Late last month, NFL veteran, Ryan Russell, came out as bisexual. The former Dallas Cowboy and Tampa Bay Buccaneer told CNN, “Once I finally felt ready to come out and felt ready to express who I was, I just felt a weight lifted. I became a better brother. I became a better son. I believe I’ll be a better teammate.”
Russell’s coming out is important to many in the bisexual community — a demographic up against erasure, hypersexualization, misrepresentation, misunderstanding and, of course, biphobia.

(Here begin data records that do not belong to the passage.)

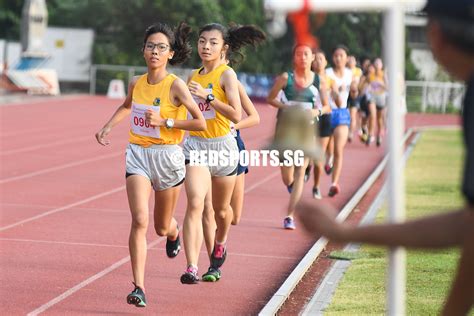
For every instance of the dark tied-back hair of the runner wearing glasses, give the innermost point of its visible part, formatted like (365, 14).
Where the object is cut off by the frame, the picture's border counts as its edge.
(178, 39)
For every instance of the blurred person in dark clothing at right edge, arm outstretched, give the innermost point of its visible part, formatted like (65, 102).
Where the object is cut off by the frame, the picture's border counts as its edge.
(450, 32)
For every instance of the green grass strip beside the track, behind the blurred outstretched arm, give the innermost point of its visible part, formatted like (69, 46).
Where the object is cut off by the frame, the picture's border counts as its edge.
(433, 177)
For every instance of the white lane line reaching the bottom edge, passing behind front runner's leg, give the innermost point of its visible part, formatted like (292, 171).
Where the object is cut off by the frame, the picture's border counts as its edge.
(88, 281)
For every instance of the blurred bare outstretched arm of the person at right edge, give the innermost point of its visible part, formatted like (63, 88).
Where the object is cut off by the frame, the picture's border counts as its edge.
(438, 231)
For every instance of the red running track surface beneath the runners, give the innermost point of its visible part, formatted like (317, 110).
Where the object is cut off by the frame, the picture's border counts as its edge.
(65, 221)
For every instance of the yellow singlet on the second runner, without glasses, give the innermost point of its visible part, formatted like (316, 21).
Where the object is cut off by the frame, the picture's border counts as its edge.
(217, 124)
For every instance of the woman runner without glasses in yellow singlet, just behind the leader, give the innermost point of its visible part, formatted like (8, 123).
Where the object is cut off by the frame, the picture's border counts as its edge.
(215, 88)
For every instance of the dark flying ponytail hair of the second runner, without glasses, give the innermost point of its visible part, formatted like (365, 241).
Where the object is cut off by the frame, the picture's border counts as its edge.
(237, 36)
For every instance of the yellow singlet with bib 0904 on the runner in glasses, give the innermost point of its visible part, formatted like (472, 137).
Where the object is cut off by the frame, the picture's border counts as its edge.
(156, 97)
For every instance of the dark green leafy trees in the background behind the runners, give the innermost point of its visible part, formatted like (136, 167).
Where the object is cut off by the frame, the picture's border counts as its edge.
(119, 26)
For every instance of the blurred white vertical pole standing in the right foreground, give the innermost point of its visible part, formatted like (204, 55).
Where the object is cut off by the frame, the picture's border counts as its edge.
(394, 49)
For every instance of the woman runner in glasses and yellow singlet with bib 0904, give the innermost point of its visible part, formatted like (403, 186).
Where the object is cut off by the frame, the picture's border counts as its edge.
(156, 103)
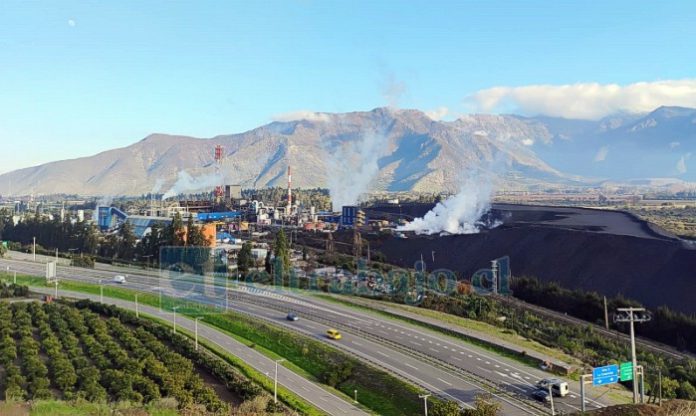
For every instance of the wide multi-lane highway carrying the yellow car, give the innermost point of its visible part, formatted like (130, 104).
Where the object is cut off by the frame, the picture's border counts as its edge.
(440, 364)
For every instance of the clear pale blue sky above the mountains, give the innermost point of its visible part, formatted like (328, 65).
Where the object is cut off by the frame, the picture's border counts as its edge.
(77, 78)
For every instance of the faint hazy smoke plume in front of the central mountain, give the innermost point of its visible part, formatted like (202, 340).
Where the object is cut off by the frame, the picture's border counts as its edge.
(352, 168)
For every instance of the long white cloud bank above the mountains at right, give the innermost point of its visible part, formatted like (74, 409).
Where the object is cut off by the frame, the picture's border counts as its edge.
(586, 100)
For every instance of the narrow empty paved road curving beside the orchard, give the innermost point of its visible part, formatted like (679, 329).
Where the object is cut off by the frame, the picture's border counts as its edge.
(310, 391)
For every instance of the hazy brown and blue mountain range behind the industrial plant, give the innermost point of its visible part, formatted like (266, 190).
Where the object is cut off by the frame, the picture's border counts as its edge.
(409, 150)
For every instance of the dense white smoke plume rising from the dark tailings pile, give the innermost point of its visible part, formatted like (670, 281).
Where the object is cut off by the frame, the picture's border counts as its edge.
(461, 213)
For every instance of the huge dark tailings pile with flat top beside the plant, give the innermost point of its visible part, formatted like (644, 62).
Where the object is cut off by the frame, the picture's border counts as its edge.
(606, 251)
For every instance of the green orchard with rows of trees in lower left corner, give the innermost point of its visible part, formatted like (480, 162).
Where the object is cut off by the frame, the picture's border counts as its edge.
(57, 351)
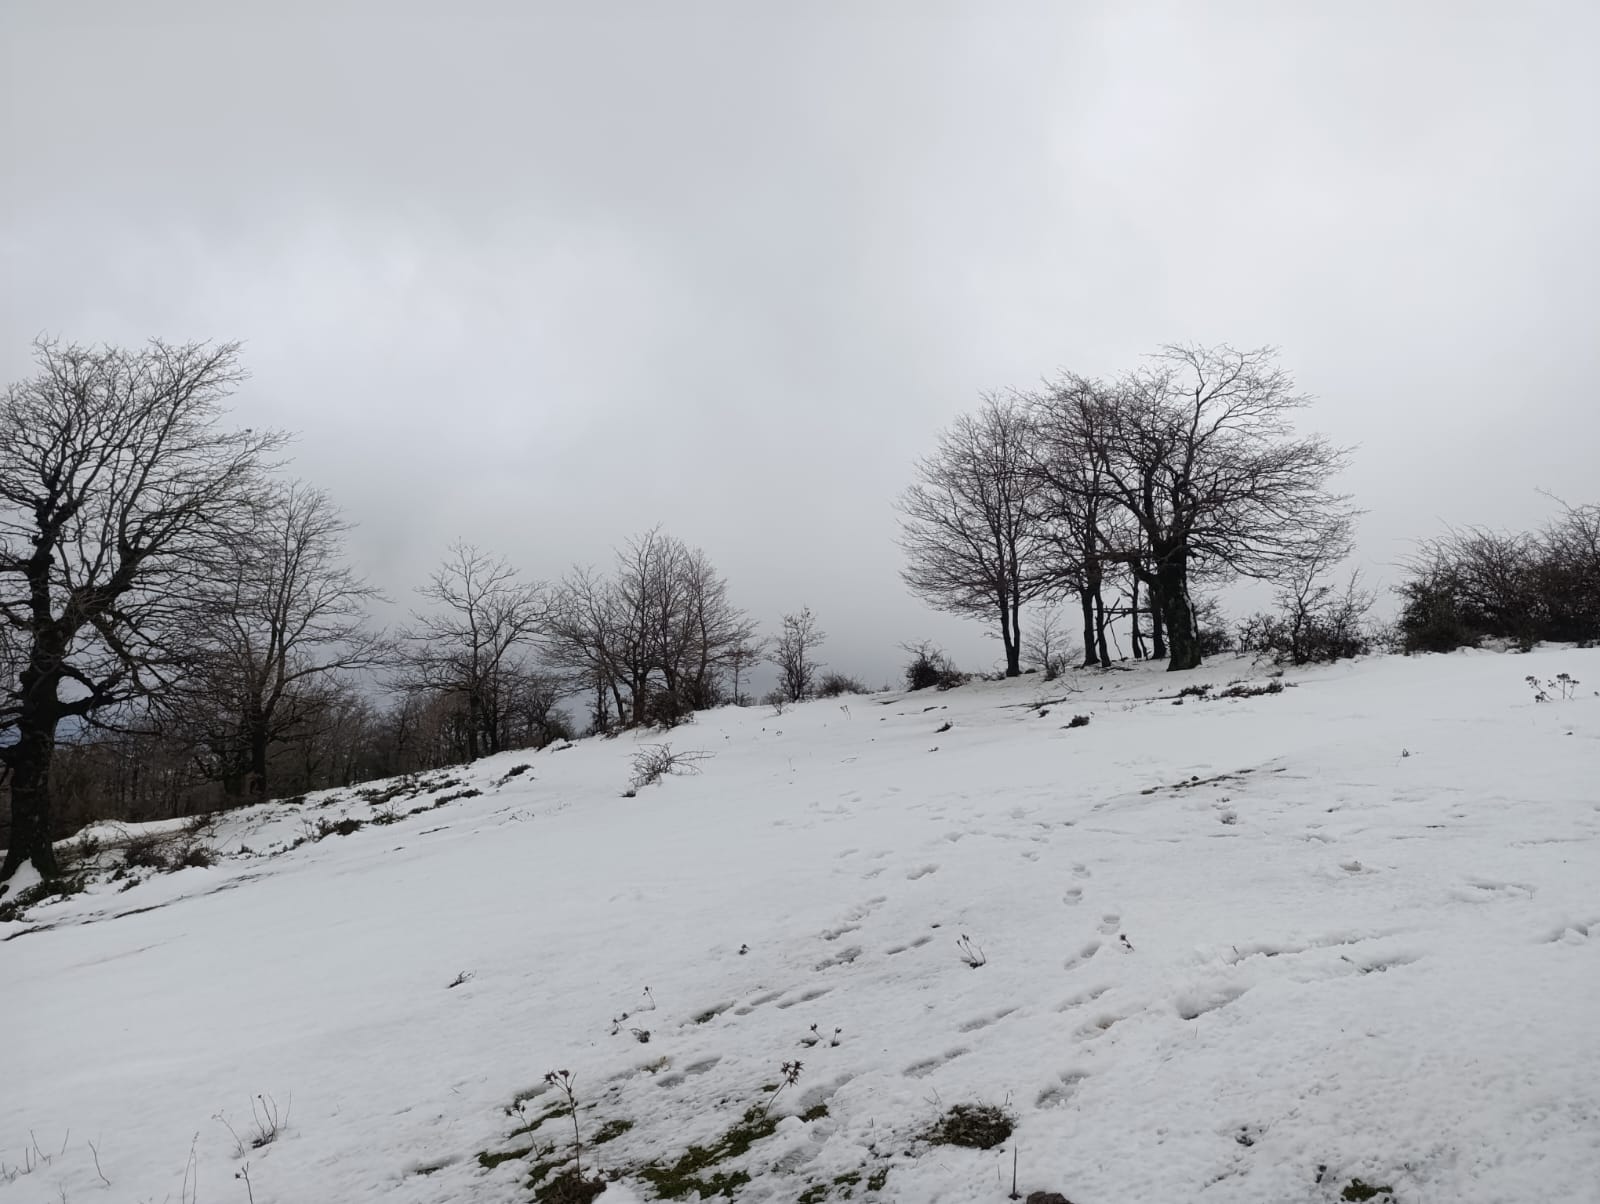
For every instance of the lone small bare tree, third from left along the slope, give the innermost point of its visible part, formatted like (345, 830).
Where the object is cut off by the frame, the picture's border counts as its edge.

This year, The Trevor Project published, “Research Brief: Bisexual Youth Experience,” which analyzed data from the 2015-17 Center for Disease Control and Prevention’s Youth Risk Behavior Survey. It found 7 percent of youth identify as bisexual, compared to 2 percent as gay or lesbian and 4 percent as questioning.
The report noted that 66 percent of bisexual youth felt sad or hopeless for two or more weeks in a row over the course of 12 months compared to 49 percent of those who identify as gay or lesbian and 27 percent of those who identify as heterosexual. Further, the report found that 21 percent of bisexual youth reported having been forced to have sexual intercourse, compared to 16 percent of those identifying as lesbian and gay and 5 percent of those who identify as straight.
An Australian study from researchers at La Trobe University in Melbourne looked at bisexual people’s mental health, trying to determine why the group faces greater mental health challenges than their lesbian and gay counterparts.
In a survey comprised of 2,651 adults characterized as having “bisexual attraction, identity or experience,” results showed high levels of internalized biphobia, being in a heterosexual relationship and having a less supportive partner “significantly” increased psychological stress.
Almost half of those surveyed thought about committing suicide in the past two years and more than 25 percent had attempted suicide at some point. The most commonly reported mental health conditions in the survey were depression, anxiety, eating disorders and PTSD.
What’s compelling about the Australian study is that those women in same-sex relationships fared better emotionally than those with a male partner, challenging the belief that bisexual people in heterosexual relationships benefit mentally from “heterosexual privilege.” This does not mean that same-sex partners are inherently better than different-sex partners. But same-sex partners in the study proved to be more supportive of their bisexual partners, which was the most substantial determinant of mental health.
While it’s certainly known that bisexual folks are stigmatized within the LGBTQ community and outside of it, it’s upsetting to see that something as simple as support “significantly” improves the mental health of a bisexual person, when support (and validation and acceptance) should be a given in any interpersonal relationship.